Follow the Money: Immigrants are a net financial asset

According to the National Immigration Law Center, …”last summer’s reconciliation bill already gave the Trump administration $170 billion to spend on their cruel mass detention and deportation schemes — and that’s just until 2029. To put that in perspective: In order to spend this much money within the timeframe, it’s like spending $116.4 million every single day.

There is a direct line from how our government chooses to spend our tax dollars to our shared quality of life.

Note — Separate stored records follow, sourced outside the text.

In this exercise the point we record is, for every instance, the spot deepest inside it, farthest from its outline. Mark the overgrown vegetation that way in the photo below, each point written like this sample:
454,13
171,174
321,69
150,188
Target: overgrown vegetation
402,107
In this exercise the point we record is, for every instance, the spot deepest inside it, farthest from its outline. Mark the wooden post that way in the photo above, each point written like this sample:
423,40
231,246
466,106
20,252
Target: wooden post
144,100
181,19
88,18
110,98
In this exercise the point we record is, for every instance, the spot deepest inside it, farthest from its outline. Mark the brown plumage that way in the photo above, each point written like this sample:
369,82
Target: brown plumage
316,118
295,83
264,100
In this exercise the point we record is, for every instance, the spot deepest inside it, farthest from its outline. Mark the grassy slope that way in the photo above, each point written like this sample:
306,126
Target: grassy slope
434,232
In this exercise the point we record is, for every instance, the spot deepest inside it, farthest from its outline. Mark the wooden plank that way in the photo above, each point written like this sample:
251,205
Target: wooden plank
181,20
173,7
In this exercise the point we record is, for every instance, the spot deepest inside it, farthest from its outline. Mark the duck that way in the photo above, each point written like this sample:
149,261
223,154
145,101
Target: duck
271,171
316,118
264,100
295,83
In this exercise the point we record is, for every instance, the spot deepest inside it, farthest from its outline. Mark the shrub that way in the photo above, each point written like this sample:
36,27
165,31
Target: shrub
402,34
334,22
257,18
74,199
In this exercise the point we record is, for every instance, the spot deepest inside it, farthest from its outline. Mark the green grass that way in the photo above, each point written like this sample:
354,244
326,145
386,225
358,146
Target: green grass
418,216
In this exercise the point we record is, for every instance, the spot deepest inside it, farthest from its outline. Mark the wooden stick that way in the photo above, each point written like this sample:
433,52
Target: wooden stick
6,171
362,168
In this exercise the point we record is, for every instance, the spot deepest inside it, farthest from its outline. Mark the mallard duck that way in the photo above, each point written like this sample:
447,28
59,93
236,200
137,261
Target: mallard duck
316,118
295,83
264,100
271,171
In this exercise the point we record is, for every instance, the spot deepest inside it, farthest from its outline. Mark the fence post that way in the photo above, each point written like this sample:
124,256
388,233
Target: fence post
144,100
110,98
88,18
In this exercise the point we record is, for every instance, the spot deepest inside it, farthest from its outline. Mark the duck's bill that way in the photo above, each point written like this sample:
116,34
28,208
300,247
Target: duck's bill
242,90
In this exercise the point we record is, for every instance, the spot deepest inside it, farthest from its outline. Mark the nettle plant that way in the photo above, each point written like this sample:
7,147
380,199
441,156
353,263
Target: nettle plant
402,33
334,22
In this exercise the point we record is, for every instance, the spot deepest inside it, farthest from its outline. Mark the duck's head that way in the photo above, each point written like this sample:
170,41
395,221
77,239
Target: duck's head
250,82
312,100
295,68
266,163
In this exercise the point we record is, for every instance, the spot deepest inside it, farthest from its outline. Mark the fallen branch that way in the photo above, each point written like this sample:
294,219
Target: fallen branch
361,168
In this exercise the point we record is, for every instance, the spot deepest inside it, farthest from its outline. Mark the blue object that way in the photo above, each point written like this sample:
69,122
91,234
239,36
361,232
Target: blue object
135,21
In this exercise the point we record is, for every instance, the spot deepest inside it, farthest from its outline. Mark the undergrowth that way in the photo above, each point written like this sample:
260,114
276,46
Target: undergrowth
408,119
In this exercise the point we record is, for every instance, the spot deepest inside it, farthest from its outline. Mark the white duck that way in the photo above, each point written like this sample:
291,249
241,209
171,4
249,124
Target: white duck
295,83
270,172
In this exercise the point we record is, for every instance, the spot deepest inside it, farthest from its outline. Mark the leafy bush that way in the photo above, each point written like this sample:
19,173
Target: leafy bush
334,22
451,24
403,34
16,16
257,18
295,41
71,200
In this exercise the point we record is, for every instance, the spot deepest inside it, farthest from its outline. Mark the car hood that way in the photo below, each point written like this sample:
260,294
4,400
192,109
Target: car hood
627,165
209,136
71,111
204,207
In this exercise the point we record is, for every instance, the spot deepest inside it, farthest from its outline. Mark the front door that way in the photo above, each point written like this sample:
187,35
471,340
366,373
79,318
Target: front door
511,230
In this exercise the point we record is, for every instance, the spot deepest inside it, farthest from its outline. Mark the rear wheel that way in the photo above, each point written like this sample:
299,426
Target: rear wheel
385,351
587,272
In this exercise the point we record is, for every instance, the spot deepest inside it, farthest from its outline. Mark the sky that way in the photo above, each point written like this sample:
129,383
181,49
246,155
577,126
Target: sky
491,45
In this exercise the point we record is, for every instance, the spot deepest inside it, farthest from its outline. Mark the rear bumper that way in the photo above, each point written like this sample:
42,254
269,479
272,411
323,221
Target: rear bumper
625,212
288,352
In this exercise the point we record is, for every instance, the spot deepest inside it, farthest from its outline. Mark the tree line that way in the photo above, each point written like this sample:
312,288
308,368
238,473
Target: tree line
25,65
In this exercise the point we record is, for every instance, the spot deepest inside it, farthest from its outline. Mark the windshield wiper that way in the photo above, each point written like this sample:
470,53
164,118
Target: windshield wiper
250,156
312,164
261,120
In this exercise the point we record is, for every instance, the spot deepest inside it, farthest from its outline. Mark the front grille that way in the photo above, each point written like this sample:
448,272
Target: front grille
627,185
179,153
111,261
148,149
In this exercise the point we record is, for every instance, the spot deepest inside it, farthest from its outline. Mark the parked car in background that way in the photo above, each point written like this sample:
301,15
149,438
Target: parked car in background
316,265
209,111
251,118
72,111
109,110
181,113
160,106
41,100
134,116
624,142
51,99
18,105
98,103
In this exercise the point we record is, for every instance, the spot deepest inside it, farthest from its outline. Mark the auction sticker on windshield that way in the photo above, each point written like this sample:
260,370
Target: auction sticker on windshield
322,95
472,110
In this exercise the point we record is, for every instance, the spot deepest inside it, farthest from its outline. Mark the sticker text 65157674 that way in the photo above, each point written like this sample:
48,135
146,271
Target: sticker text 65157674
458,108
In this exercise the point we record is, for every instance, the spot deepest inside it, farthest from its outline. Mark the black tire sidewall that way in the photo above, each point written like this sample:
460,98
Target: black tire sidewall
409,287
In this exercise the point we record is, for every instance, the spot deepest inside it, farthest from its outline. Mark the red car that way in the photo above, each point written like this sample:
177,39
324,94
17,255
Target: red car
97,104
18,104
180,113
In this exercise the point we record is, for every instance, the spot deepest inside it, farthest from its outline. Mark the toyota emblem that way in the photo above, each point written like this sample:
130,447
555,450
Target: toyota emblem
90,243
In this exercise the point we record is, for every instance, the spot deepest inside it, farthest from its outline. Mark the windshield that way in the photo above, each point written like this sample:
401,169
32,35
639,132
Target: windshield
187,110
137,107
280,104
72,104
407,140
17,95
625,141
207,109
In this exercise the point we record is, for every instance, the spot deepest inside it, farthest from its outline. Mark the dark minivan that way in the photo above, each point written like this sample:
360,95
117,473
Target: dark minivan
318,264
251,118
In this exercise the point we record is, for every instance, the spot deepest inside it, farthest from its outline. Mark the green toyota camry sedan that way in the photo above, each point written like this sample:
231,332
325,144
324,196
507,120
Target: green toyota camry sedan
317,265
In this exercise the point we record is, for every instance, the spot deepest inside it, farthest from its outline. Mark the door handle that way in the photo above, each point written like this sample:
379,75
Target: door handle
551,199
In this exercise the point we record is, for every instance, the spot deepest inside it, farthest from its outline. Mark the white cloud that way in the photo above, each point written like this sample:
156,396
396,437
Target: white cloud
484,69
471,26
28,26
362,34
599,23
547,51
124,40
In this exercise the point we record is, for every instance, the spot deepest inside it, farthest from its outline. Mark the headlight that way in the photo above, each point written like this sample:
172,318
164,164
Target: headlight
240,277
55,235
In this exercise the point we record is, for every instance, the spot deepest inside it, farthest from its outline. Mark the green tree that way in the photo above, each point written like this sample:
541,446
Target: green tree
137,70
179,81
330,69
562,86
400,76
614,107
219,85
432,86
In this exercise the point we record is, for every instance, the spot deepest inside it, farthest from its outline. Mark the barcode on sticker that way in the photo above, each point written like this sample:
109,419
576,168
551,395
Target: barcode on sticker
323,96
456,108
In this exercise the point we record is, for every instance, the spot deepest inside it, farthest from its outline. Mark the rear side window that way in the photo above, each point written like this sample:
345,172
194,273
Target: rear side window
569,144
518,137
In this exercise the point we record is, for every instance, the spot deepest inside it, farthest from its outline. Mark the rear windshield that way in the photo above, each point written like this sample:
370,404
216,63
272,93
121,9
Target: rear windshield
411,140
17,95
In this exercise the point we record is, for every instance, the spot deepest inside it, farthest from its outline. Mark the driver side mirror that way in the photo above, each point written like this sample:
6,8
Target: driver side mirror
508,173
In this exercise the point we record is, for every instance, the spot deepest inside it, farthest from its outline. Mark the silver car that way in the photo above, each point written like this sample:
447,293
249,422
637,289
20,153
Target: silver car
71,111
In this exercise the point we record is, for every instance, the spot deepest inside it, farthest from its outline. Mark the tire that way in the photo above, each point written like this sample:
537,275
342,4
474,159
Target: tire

If members of Congress wanted to prioritize health care, food security, and livable wages, they could. The issue isn’t money; it’s political will.

In fact, DHS’s $170 billion could fund:

  • Medicaid coverage for six million children and four million adults for four years
  • SNAP benefits for 18.7 million people for four years
  • Nearly 400,000 livable-wage jobs for four years — enough to support families with a single parent and two kids”

On June 8, 2026, Congress allocated another $70 billion to DHS. This would fund:

  • Medicaid coverage for 8.5 million children and four million adults for four years
  • SNAP benefits for 26.4 million people for four years
  • Nearly 565,000 livable-wage jobs for four years — enough to support families with a single parent and two kids

The Congressional Budget Office estimates that:

  • The 2025 reconciliation law increased projected deficits by about $4.7 trillion over ten years (including economic and debt-service effects).
  • Administrative immigration actions added roughly $0.5 trillion more to projected deficits over the same period. 

Now consider this: CATO, a nonpartisan and independent public policy research organization published an analysis that the Trump administration’s actions have decreased the income immigrants bring to the US Treasury at the same time that enforcement actions have increased the deficit.